We know that derivatives can range from the most basic type of simple fixed-to-floating interest rate swaps, to more complex products like credit-default swaps, options and commodities futures. Again, we are relegating credit unions to the basic and simple varieties. As of the June 30, 2020 Call Report, we had 23 credit unions with outstanding derivative transactions in interest rate swaps and interest rate caps, totaling approximately $10.3 billion in notional amount. That’s a decent level of activity from which to guide our understanding of current derivatives use.
I know we’ve come a long way since we adopted the first rule. I appreciate the approach taken by the Board in 2014. That rule was our first comprehensive regulatory framework for these transactions and it provided a large number of Federal credit unions with the ability to pursue derivative authority through an application process. It is now almost seven years later. Now, we have the benefits of having observed the industry’s use of derivatives, our buildup of staff’s experience in supervising those activities, and the rollout of specialized training to increase our staff's knowledge of derivatives and keep it current.

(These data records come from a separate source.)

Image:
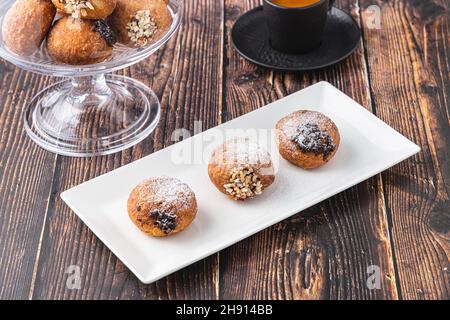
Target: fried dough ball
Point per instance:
(162, 206)
(307, 139)
(140, 22)
(86, 9)
(241, 169)
(26, 25)
(80, 42)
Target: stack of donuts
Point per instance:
(82, 32)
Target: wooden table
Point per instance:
(398, 220)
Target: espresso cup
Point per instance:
(298, 29)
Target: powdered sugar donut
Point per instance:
(26, 25)
(86, 9)
(307, 139)
(241, 169)
(162, 206)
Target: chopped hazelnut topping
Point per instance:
(141, 28)
(78, 8)
(244, 183)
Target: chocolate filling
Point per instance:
(311, 139)
(165, 221)
(105, 31)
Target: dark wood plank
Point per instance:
(324, 252)
(26, 171)
(409, 71)
(187, 75)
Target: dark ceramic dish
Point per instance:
(250, 38)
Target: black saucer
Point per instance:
(251, 39)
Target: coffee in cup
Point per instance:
(296, 26)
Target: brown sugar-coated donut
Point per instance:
(162, 206)
(241, 169)
(307, 139)
(26, 25)
(86, 9)
(80, 42)
(140, 22)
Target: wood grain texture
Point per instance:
(25, 173)
(409, 69)
(323, 252)
(399, 220)
(187, 75)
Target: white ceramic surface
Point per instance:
(368, 146)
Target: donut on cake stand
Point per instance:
(91, 112)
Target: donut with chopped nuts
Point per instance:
(162, 206)
(241, 169)
(139, 23)
(307, 139)
(26, 25)
(86, 9)
(80, 42)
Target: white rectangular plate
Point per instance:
(368, 146)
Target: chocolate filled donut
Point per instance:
(80, 42)
(307, 139)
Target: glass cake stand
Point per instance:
(91, 113)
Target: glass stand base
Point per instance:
(91, 116)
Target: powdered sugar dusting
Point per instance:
(169, 193)
(242, 151)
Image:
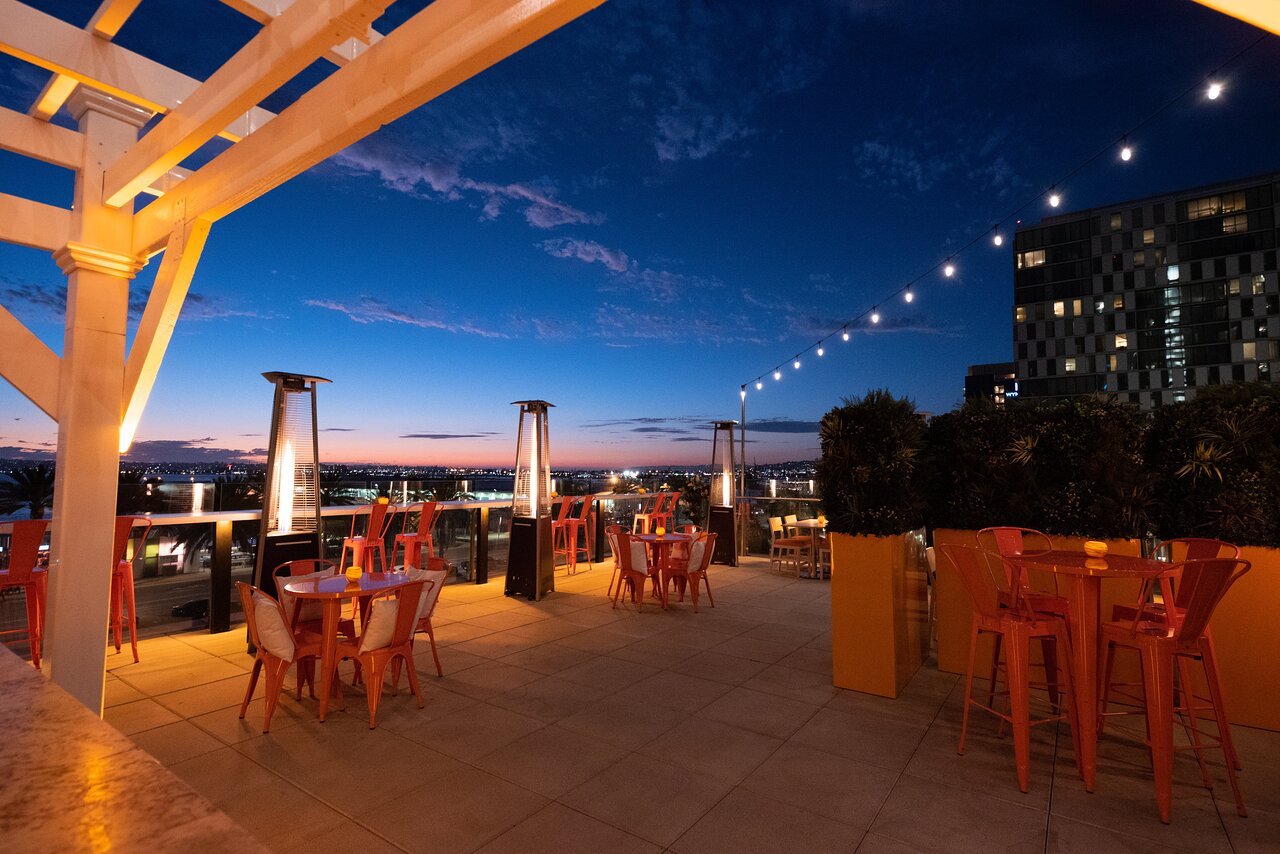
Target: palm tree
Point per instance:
(28, 487)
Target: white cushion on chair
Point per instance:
(382, 625)
(695, 555)
(639, 557)
(273, 634)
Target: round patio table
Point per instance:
(659, 547)
(332, 590)
(1083, 576)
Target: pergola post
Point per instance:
(99, 268)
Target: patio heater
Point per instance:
(291, 505)
(722, 516)
(530, 563)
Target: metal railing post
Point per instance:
(220, 579)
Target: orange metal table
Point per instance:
(1083, 576)
(332, 590)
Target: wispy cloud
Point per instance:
(370, 310)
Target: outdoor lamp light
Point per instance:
(721, 515)
(291, 507)
(530, 563)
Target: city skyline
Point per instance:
(650, 208)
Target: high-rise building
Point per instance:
(1150, 298)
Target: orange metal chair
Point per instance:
(374, 539)
(632, 558)
(574, 525)
(23, 572)
(987, 588)
(309, 616)
(1180, 549)
(415, 542)
(122, 578)
(1173, 643)
(387, 636)
(275, 647)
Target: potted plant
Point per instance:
(871, 493)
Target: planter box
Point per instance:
(880, 631)
(1248, 653)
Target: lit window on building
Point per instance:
(1033, 257)
(1235, 223)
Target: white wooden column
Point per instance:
(99, 268)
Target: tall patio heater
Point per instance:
(291, 507)
(721, 515)
(530, 563)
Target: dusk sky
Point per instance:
(652, 206)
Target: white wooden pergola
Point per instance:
(95, 391)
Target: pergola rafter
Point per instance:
(95, 391)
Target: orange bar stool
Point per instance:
(122, 576)
(23, 572)
(415, 542)
(1169, 644)
(1188, 548)
(374, 539)
(986, 583)
(575, 525)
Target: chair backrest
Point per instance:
(632, 553)
(982, 575)
(426, 514)
(24, 548)
(124, 526)
(1203, 584)
(1189, 551)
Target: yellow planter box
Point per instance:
(878, 611)
(1248, 651)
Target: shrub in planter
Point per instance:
(867, 474)
(1216, 464)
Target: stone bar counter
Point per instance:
(72, 782)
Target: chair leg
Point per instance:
(1157, 677)
(1019, 700)
(968, 686)
(252, 684)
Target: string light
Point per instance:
(1211, 88)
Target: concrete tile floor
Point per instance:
(567, 726)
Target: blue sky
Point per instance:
(648, 209)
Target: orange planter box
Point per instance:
(1247, 645)
(878, 611)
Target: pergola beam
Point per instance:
(440, 46)
(155, 329)
(283, 49)
(1260, 13)
(265, 10)
(28, 364)
(41, 140)
(55, 45)
(32, 223)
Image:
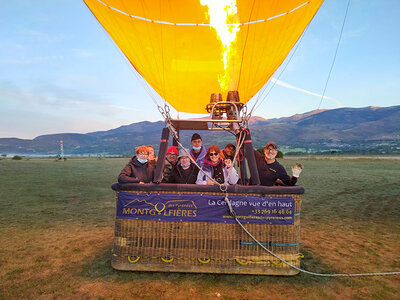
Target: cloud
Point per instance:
(289, 86)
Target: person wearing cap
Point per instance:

The past six years have seen some significant financial trends that support the need for enhancing the derivatives rule. The industry had significant asset growth during this period increasing by 57% since the Q1 2014, with over $1.7 trillion in total assets today. Most notably, real estate assets are now 33% of all assets in the industry and a critical source of income for credit unions. Helping to protect against further net interest margin compression in a low interest rate environment continues to be a monumental challenge and I think having tools, like derivative authority, is increasingly important.
I mentioned that the safety and soundness considerations also remain paramount. I’m comfortable with the approach in this proposal, while removing the more prescriptive elements of the current rule, it retains the critical safety & soundness requirements in assessing the quality of a credit union’s personnel and internal controls for managing their derivatives program.
In summary, I believe this proposed rule will provide responsible regulatory relief without posing undue risk to the Share Insurance Fund. I will be supporting it.